Trace: Structural Riemannian Bridge Matching for Transferable Source Localization in Information Propagation

Abstract

Source localization, the inverse problem of information diffusion, shows fundamental importance for understanding social dynamics. While achieving notable progress, existing solutions are typically exposed to the risk of error accumulation, and require a large number of observations for effective inference. However, it is often impractical to obtain quantities of observations in real scenarios, highlighting the need for a transferable model with broad applicability. Recently, Riemannian geometry has demonstrated its effectiveness in information diffusion and offers guidance in knowledge transfer, but has yet to be explored in source localization.

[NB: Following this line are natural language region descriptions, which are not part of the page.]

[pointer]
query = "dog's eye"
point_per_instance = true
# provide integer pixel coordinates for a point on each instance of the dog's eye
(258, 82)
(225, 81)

In light of the issues above, we propose to study transferable source localization from a fresh geometric perspective, and present a novel approach (Trace) on the Riemannian manifold. Concretely, we establish a structural Schrodinger bridge to directly model the map between source and final distributions, where a functional curvature, encapsulating the graph structure, is formulated to govern the Schrodinger bridge and facilitate domain adaptation. Furthermore, we design a simple yet effective learning algorithm for Riemannian Schrodinger bridges (geodesics bridge matching) in which we prove the optimal projection holds for Riemannian measure so that the expensive iterative procedure is avoided. Extensive experiments demonstrate the effectiveness and transferability of Trace on both synthetic and real datasets.